Low or bad credit score
Lenders can get an idea of how well you handle money based on your credit score. Your credit score is calculated using information about you such as your history of payments and your total debt.
To a greater extent than with secured loans, lenders may use a borrower’s credit history to determine whether or not they will grant an unsecured personal loan.
High debt-to-income (DTI) ratio
Debt-to-income ratio calculate how much of the monthly gross income goes toward paying down your monthly debt.
Take this simple example; If you have monthly debt payments of $2,000 and monthly salary of $5,000, your DTI ratio is 40%. Lenders consider that debt repayment will be challenging if the ratio is high.
Usually, a DTI ratio of 35% or less is considered by lenders a good sign and that borrower will be able to repay his debt.
Low or inconsistent income
When trying to evaluate whether or not you will be able to repay your loan, lenders often will look at your income. They want to ensure that you won’t fall behind on your payments and can keep up with them.
Your application can be turned down if the lender determines that your monthly income is insufficient to cover the amount of money you want to borrow, or if it looks to be inconsistent from one month to the next.

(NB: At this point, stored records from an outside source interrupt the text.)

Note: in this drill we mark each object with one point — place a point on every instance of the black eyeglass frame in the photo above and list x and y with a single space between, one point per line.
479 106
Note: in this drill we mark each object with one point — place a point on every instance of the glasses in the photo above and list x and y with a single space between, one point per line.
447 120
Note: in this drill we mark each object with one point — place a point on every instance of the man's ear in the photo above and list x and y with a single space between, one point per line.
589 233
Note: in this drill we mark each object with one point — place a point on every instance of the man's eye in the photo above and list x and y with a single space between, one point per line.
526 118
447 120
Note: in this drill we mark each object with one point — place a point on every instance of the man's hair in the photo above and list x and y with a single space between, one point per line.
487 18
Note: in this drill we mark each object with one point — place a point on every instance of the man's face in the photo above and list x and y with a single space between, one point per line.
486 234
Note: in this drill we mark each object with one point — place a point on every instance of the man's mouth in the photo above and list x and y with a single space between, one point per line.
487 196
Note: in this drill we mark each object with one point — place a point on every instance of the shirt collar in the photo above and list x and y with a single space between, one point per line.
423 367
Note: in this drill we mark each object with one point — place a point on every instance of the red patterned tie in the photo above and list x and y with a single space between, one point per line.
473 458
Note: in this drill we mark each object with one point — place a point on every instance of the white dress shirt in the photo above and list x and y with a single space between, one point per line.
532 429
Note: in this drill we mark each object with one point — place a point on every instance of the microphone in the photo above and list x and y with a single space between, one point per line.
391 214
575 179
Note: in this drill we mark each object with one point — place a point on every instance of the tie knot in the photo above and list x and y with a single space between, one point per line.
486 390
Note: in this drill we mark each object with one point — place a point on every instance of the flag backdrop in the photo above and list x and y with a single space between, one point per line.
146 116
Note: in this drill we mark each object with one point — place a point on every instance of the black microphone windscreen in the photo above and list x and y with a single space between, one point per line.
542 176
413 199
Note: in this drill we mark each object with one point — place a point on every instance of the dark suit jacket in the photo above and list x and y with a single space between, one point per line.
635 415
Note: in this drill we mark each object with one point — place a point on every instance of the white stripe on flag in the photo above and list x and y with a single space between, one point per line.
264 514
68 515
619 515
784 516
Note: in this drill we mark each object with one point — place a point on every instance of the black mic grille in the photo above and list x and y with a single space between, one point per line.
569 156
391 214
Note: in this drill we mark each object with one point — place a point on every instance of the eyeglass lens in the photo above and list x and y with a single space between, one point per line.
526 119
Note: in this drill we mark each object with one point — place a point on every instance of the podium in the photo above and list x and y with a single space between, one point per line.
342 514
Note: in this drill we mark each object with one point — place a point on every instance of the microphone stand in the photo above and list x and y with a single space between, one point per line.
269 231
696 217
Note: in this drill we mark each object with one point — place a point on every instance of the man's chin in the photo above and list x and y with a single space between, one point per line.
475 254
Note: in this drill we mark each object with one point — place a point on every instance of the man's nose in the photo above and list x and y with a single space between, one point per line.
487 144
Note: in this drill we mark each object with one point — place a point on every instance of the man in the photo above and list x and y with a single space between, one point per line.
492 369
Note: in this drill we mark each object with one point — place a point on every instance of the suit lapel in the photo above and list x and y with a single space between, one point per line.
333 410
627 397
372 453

How to Prevent Loan Rejection?
Boost your income and reduce debt
You have two possibilities to you if you want to enhance your DTI ratio: either boost your earnings or reduce your total debt. You’ll make progress more quickly if you accomplish both of them at the same time.
Increase your credit score before you submit your next application.
Building or repairing your payment history before applying for a personal loan is the smartest idea you can do to lessen the probability of having your application for a loan turned down because of your low credit score. And do not forget, if you have a strong or great credit score, lenders will generally provide you with a more favorable interest rate.
Some Other Options if you have a loan application denied
You can avoid paying exorbitant interest on a quick loan by borrowing money from relatives or friends instead and most likely with no interest rate.
Apply for a credit card with a low APR.
You may still be eligible for a credit card with a low interest rate or at one with an APR that is far lower than the APR for a pawnshop loan) even if your credit is poor right now.
Consider requesting a cash advance on your credit card.
The interest rate for a cash advance through a credit card is often lower than that of pawnshop loan. But remember that your credit card’s cash advance APR could be higher than your purchase APR and you must repay it in full when you have to pay your credit card due amount.